Under this approach, someone must be committed under a state statute intending to effect an involuntary commitment. If the state did not intend to reach that level, then the statute is not effective to deprive you of your Second Amendment rights.
This is relevant to your earlier comment because you don't need to individually examine every state statute in the Fifth and Eighth Circuits to determine how those states write their laws. We know that it has to be a commitment and we already know that requires at least an adversarial hearing. As a result, any state in the Fifth or Eighth Circuits would already be on the "good" list without further research necessary.
you were just ignorant of the policies of NY, Delaware and the "higher" First Circuit Court of Appeals impact on Maine, Massachusetts and Rhode Island that made your assertion of a hearing minimum standard wrong.

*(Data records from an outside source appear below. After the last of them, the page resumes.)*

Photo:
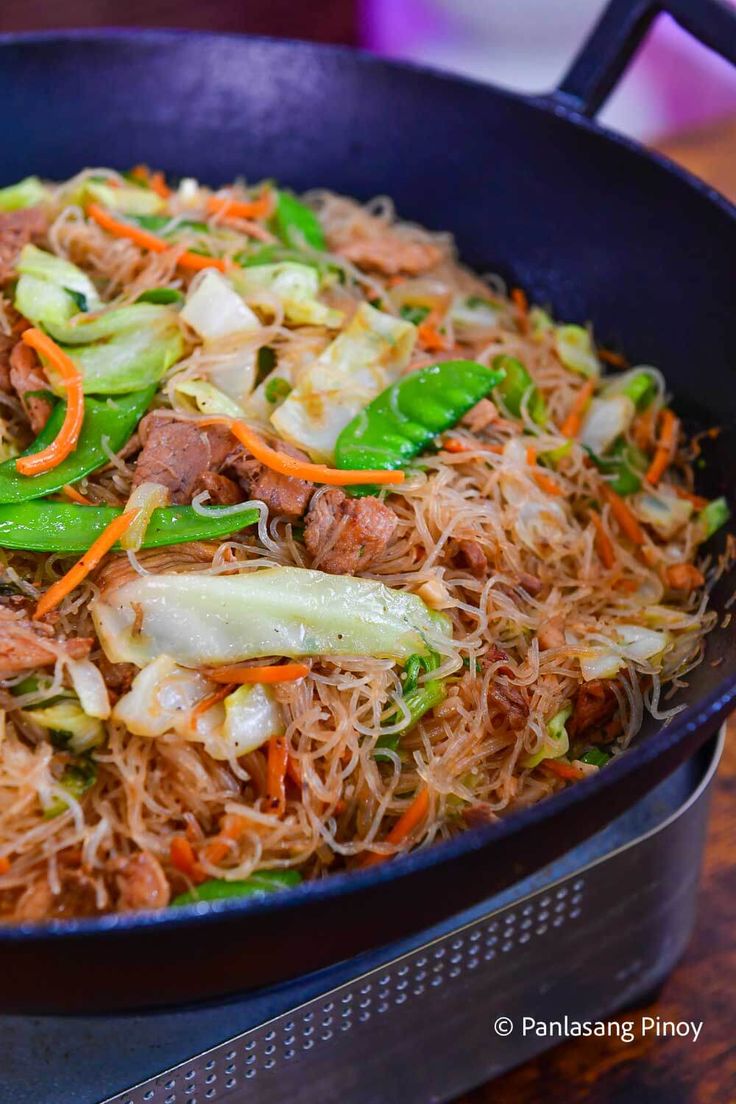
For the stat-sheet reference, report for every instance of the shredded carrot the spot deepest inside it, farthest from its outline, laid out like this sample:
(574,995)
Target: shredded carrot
(294,771)
(604,543)
(612,358)
(67,436)
(697,500)
(275,672)
(148,241)
(545,484)
(404,826)
(456,445)
(233,827)
(684,576)
(429,336)
(571,426)
(212,699)
(278,762)
(624,516)
(300,469)
(182,857)
(564,770)
(95,553)
(238,209)
(75,495)
(665,447)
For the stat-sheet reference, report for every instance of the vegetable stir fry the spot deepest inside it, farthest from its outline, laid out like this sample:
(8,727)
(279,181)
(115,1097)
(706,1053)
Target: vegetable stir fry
(315,545)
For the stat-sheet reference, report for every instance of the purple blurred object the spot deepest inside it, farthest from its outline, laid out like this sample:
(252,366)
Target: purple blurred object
(526,44)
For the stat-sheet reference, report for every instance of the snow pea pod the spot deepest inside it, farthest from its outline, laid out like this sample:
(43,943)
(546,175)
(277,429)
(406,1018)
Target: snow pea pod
(296,223)
(217,889)
(66,528)
(112,422)
(406,417)
(516,385)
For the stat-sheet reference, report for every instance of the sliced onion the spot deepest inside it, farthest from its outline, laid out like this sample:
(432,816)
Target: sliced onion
(145,498)
(607,418)
(89,688)
(215,310)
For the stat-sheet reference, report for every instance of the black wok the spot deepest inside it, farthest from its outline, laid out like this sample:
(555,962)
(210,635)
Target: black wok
(531,188)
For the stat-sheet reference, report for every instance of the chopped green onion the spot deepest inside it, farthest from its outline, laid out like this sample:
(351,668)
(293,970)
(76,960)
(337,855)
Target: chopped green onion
(595,756)
(162,296)
(516,385)
(712,517)
(76,779)
(417,702)
(414,312)
(576,350)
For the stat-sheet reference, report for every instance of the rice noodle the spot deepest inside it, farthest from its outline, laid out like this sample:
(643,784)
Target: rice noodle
(469,751)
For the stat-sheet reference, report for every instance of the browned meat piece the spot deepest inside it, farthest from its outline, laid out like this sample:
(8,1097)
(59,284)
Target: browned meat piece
(222,490)
(142,883)
(470,555)
(595,704)
(28,377)
(118,677)
(480,416)
(178,453)
(17,230)
(24,645)
(283,495)
(345,534)
(391,254)
(507,701)
(530,583)
(552,634)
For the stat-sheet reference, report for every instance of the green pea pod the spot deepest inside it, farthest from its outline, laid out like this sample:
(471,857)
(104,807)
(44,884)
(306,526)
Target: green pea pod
(407,416)
(296,223)
(418,702)
(217,889)
(112,421)
(161,296)
(60,527)
(516,384)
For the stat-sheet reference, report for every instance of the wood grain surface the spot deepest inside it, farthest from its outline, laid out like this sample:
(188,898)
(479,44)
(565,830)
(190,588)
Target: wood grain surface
(703,987)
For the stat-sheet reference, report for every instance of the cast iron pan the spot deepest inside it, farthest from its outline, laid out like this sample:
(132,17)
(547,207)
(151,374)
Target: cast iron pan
(531,188)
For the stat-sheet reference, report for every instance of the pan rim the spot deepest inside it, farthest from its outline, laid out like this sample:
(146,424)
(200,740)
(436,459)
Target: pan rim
(697,718)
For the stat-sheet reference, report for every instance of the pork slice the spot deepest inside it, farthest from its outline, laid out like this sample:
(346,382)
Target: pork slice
(283,495)
(28,378)
(347,534)
(24,645)
(594,707)
(142,883)
(470,556)
(177,453)
(392,255)
(17,230)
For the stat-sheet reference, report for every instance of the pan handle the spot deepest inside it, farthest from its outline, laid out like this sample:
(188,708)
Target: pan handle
(619,32)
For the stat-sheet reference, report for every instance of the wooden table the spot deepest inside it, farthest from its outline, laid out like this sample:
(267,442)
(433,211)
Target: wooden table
(667,1071)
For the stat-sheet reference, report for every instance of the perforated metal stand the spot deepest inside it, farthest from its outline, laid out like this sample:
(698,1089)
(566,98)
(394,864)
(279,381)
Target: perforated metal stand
(586,936)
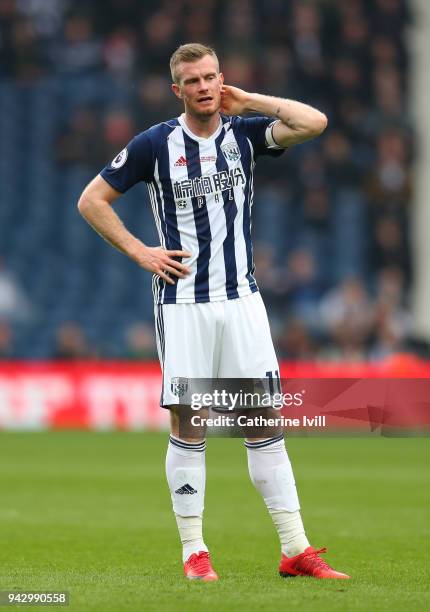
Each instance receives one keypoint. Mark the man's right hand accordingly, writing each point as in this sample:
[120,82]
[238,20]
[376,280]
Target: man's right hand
[160,261]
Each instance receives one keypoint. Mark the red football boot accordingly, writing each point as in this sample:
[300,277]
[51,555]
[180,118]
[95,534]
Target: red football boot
[308,563]
[198,567]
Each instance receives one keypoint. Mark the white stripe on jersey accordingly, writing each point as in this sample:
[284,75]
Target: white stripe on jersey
[185,217]
[204,212]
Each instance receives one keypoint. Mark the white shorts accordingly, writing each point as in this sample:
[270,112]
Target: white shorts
[229,339]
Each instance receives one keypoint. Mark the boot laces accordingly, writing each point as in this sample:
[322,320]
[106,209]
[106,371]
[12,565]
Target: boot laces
[312,560]
[200,562]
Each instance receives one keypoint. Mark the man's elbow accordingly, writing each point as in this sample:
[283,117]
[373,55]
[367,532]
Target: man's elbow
[84,204]
[319,124]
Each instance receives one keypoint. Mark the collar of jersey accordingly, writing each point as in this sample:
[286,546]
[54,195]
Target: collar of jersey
[191,134]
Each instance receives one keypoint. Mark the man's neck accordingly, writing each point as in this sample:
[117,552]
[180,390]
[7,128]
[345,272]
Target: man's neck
[204,128]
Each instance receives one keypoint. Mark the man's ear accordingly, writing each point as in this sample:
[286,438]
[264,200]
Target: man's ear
[176,90]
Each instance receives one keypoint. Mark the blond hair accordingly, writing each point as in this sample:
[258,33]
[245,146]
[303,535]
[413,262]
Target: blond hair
[189,53]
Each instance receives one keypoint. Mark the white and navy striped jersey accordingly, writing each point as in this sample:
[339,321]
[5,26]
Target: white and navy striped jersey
[201,191]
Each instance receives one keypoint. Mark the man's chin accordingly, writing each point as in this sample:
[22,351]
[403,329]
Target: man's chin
[208,111]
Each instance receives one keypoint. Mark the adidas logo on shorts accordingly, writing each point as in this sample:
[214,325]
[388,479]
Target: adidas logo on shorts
[186,490]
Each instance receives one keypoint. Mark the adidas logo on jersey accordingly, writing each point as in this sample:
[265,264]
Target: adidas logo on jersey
[186,490]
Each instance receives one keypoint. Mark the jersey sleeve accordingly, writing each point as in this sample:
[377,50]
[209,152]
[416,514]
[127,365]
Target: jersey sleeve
[257,129]
[133,164]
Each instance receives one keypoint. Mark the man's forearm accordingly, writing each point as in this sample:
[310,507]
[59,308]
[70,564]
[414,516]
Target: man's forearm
[101,216]
[301,121]
[294,114]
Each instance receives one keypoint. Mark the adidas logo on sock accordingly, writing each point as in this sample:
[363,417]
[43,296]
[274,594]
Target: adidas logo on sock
[186,490]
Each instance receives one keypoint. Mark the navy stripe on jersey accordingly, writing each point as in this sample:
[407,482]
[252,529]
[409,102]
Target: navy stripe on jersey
[159,324]
[201,219]
[157,207]
[173,236]
[230,211]
[248,166]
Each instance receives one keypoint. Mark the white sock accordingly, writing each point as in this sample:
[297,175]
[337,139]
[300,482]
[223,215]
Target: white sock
[186,475]
[271,473]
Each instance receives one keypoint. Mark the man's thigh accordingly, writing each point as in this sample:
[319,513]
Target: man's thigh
[187,341]
[247,349]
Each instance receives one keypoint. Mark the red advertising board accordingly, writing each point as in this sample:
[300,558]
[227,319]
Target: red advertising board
[123,395]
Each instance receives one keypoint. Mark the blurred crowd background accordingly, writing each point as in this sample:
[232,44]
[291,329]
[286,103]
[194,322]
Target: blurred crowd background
[331,218]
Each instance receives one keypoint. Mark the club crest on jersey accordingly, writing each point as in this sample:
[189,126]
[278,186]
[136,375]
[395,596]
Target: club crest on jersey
[231,151]
[179,386]
[120,159]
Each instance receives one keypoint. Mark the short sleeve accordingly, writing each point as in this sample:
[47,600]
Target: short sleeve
[255,128]
[133,164]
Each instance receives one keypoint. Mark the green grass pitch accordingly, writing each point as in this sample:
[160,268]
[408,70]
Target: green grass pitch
[90,513]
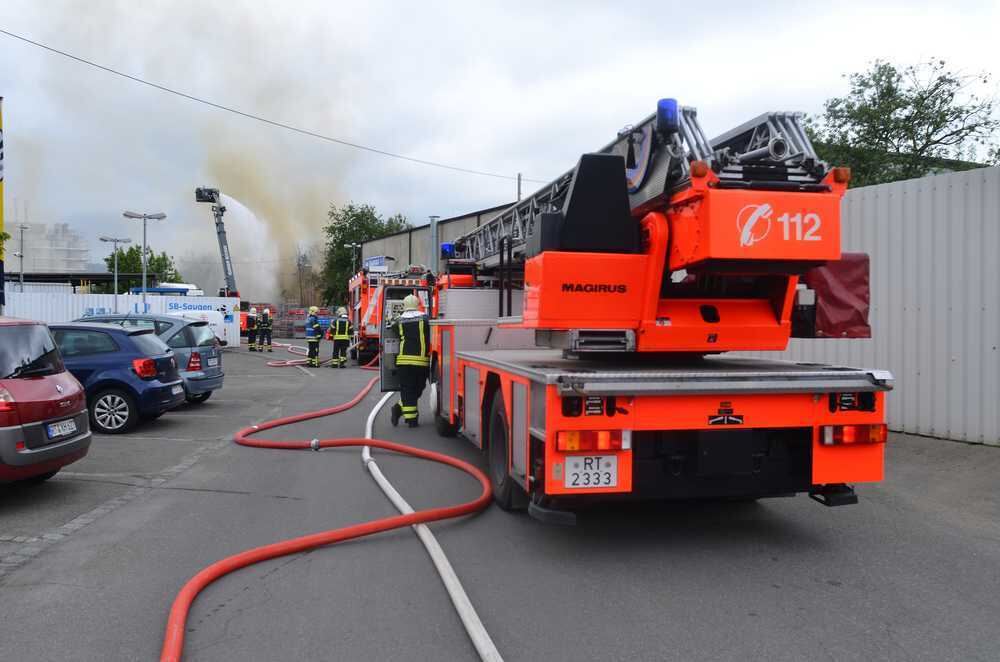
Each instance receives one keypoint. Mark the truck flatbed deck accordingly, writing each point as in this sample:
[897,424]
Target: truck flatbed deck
[650,376]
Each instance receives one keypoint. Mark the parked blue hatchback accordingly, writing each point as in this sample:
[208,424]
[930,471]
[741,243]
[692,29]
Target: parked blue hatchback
[129,374]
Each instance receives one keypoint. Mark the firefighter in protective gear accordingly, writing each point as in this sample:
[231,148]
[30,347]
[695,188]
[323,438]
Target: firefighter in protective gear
[340,332]
[413,360]
[252,329]
[264,326]
[314,333]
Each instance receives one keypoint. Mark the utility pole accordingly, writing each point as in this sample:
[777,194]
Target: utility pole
[435,246]
[158,216]
[116,241]
[20,255]
[355,255]
[298,263]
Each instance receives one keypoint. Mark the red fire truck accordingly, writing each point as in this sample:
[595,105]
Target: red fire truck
[580,338]
[367,302]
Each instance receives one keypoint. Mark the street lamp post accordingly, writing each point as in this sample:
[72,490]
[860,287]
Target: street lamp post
[20,255]
[116,241]
[355,254]
[159,216]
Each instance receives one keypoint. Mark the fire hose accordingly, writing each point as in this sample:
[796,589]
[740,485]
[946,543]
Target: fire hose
[173,641]
[299,350]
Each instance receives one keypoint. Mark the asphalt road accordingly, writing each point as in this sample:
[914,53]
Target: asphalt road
[90,562]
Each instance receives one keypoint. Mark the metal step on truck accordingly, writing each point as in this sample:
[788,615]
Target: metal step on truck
[581,338]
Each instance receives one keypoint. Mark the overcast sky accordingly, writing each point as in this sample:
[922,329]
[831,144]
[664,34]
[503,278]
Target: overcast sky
[504,87]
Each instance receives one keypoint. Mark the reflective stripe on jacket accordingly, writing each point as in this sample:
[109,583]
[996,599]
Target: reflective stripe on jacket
[342,329]
[314,331]
[414,341]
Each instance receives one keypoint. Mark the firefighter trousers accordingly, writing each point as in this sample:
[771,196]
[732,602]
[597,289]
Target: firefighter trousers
[313,345]
[340,352]
[412,380]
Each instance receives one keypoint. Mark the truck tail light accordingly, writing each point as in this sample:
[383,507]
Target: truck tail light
[8,409]
[145,368]
[589,440]
[6,400]
[875,433]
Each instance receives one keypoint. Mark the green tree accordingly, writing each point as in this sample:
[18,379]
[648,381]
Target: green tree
[130,261]
[352,223]
[900,123]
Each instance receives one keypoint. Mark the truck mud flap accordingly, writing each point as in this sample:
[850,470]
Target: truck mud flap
[835,495]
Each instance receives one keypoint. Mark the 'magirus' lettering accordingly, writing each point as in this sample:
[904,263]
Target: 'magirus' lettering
[595,288]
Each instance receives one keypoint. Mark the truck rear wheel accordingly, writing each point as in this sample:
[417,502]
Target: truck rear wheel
[496,453]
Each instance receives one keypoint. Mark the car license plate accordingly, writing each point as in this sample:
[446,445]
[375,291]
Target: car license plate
[591,471]
[61,429]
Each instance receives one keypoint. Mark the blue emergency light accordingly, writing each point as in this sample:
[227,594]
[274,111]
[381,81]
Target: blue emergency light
[667,117]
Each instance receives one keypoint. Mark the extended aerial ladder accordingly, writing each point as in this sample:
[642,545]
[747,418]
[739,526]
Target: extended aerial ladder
[580,336]
[212,195]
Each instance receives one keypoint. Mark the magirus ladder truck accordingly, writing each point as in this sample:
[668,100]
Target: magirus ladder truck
[583,338]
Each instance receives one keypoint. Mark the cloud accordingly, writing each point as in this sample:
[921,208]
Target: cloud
[506,87]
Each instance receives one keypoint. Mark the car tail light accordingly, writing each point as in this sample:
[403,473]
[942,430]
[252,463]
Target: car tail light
[8,410]
[589,440]
[145,368]
[833,435]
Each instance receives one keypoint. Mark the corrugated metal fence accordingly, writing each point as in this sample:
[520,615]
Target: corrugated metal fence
[60,307]
[935,254]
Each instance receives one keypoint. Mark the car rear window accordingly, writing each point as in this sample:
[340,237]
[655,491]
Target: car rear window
[28,350]
[202,335]
[149,344]
[84,342]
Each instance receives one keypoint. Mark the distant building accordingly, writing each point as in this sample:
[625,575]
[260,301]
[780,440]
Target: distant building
[54,248]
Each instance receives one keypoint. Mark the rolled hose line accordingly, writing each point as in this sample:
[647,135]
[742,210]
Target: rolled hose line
[173,640]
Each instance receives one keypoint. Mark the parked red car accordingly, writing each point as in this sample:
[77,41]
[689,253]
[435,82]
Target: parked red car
[43,409]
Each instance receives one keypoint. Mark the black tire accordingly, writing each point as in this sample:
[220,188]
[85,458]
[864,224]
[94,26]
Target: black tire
[496,454]
[40,478]
[115,407]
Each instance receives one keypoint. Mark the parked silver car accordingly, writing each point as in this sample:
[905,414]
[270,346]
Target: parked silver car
[197,350]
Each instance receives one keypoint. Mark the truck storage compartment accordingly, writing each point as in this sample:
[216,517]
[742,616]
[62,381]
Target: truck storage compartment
[681,464]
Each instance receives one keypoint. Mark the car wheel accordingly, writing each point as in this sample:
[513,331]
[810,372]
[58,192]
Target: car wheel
[113,412]
[496,452]
[40,478]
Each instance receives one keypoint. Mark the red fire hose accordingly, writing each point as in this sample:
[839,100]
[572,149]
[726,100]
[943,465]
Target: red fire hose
[173,640]
[301,351]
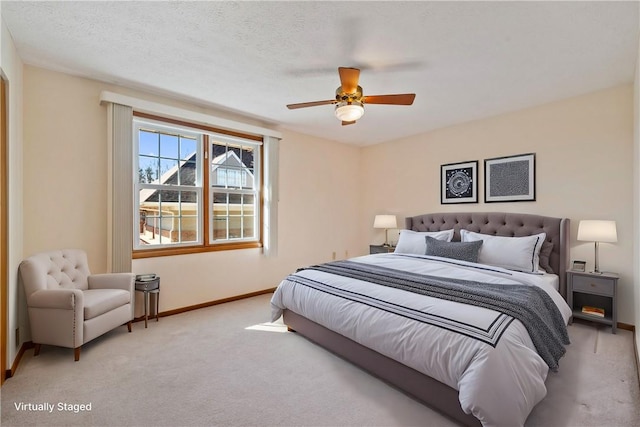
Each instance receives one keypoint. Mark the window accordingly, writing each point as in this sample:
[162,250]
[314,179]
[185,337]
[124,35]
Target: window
[234,186]
[195,189]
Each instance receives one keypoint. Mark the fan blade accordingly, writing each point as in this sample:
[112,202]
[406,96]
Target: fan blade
[349,79]
[399,99]
[311,104]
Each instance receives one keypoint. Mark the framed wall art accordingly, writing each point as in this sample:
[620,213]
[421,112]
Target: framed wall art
[510,179]
[459,182]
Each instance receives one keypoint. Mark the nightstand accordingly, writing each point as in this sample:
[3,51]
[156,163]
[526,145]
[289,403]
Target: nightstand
[149,287]
[595,290]
[381,249]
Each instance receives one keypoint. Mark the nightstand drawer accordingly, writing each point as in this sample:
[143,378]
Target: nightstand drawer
[595,285]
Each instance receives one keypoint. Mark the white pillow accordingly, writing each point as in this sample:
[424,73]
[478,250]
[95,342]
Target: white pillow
[414,242]
[513,253]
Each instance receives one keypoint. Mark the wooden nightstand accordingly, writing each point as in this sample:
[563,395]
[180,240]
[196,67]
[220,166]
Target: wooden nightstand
[381,249]
[595,290]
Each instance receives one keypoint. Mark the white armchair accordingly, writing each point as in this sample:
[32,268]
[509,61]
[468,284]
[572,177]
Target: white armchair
[67,305]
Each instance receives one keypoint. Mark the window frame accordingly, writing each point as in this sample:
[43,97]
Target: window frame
[256,191]
[204,150]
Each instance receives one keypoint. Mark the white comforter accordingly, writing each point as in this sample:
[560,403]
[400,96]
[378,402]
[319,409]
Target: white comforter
[499,385]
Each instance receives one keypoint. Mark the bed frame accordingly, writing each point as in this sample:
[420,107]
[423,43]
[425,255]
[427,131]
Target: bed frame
[426,389]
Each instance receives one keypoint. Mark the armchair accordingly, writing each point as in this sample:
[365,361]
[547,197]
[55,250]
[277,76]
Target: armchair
[67,305]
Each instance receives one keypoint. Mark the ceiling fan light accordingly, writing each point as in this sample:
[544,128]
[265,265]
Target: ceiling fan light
[349,112]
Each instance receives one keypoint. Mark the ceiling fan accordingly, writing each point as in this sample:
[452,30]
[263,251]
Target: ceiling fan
[350,101]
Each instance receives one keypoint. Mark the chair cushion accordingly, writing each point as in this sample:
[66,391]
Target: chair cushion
[100,301]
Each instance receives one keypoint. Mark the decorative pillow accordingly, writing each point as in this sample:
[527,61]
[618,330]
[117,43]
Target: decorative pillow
[464,251]
[545,253]
[412,242]
[513,253]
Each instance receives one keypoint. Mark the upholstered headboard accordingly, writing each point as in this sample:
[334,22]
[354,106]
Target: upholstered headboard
[504,224]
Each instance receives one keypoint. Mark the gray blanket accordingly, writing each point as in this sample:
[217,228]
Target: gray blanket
[529,304]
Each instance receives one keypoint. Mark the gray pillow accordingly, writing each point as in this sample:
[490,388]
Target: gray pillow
[464,251]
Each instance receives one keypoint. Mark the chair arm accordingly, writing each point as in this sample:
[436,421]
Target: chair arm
[65,299]
[124,281]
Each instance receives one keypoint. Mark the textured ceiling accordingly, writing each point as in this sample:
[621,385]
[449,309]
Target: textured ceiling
[464,60]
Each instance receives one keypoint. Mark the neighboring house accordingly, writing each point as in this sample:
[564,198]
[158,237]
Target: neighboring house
[160,210]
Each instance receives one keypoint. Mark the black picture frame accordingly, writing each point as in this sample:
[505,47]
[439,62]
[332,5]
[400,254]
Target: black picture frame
[459,182]
[510,179]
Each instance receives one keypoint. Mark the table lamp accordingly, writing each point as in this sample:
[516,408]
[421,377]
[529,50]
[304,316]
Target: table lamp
[597,231]
[386,222]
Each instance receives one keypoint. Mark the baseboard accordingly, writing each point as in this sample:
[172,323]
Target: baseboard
[14,367]
[208,304]
[627,327]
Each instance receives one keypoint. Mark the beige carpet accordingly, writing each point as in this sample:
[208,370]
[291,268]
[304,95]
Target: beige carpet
[219,366]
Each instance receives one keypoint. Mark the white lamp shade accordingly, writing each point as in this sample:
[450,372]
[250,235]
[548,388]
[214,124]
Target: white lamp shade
[597,231]
[349,112]
[385,221]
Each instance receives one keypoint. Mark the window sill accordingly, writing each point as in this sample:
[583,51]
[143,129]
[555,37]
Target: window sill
[151,253]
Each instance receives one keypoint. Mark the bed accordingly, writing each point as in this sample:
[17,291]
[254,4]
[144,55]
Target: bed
[490,372]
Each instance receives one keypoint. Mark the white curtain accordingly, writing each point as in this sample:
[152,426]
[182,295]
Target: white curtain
[271,149]
[120,233]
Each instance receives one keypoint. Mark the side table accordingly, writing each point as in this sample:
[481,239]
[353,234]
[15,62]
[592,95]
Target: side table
[597,290]
[149,287]
[381,249]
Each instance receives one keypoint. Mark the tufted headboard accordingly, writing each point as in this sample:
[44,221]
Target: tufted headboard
[504,224]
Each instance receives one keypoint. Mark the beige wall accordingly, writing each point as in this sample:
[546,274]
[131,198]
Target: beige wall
[66,183]
[330,192]
[584,168]
[636,201]
[11,69]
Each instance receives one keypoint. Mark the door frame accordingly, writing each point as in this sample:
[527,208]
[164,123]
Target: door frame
[4,294]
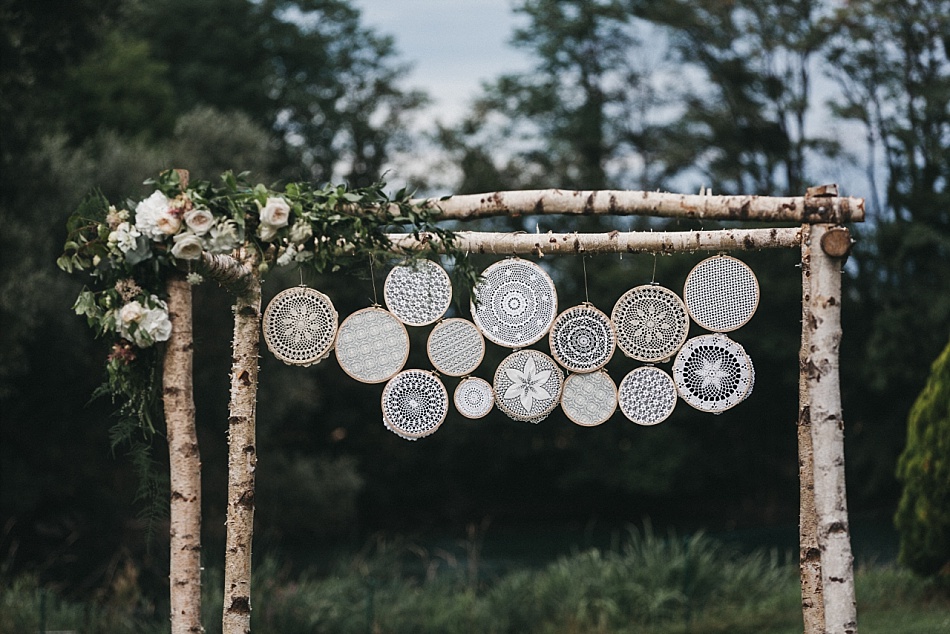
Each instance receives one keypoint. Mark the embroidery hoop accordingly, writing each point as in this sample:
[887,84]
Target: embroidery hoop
[300,326]
[359,351]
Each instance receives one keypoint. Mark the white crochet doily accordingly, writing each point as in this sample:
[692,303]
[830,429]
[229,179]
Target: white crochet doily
[582,339]
[712,373]
[651,323]
[300,326]
[647,395]
[474,397]
[515,303]
[372,345]
[589,399]
[418,293]
[414,404]
[455,347]
[528,385]
[721,293]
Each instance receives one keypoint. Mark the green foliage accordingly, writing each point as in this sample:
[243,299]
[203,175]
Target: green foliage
[923,517]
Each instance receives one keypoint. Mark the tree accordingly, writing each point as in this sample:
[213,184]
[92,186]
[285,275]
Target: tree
[923,517]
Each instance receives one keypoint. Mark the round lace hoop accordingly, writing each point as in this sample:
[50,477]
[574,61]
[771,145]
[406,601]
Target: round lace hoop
[455,347]
[528,385]
[647,395]
[721,293]
[712,373]
[651,323]
[589,399]
[414,404]
[582,339]
[300,326]
[474,397]
[372,345]
[418,293]
[515,303]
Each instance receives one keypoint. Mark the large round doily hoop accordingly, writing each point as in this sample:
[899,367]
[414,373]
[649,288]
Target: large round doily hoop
[712,373]
[300,326]
[582,339]
[515,303]
[455,347]
[651,323]
[647,396]
[418,293]
[528,385]
[414,404]
[372,345]
[474,397]
[589,399]
[721,293]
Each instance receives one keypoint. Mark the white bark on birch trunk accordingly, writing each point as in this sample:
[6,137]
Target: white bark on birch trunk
[827,430]
[809,554]
[242,456]
[184,463]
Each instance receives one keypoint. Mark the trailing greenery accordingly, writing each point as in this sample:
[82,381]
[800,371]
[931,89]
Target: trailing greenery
[923,517]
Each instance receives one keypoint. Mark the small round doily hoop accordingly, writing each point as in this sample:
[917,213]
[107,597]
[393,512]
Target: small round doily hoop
[515,303]
[419,293]
[300,326]
[721,293]
[651,323]
[474,397]
[589,399]
[582,339]
[372,345]
[455,347]
[414,403]
[647,396]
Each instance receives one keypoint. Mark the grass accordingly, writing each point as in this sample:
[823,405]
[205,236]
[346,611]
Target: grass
[649,585]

I was ignorant of those policies. I used to carry Glasers in my handgun too out of ignorance. Over the years I've learned quite a few things at THR and the inconsistencies in language (bad use and understanding of "involuntary commitment v. temporary detention") you have cited from random posts selected out of this several week long thread reflect that learning process.
Oh, I did see your "Caveat". I wondered why you didn't bother to check your assumptions before you blathered nonsense.
Because
usually THR is a friendly civil place for discussion and if I am wrong someone will point it out to me. I look at it more as a place to share what I know and learn what I don't rather than a place to keep score of all the times I am right and all the times someone else is wrong. I also realize we have a wide base of knowledgable members who are likely better informed than I am on any given subject and I don't have any reluctance to ask questions of them for fear I will be seen as less than all-knowing.
On that note Phil, I would like to say thanks for helping all of us, including me, to become better informed on this issue, though I still disagree with you about the utility of H.R. 2640.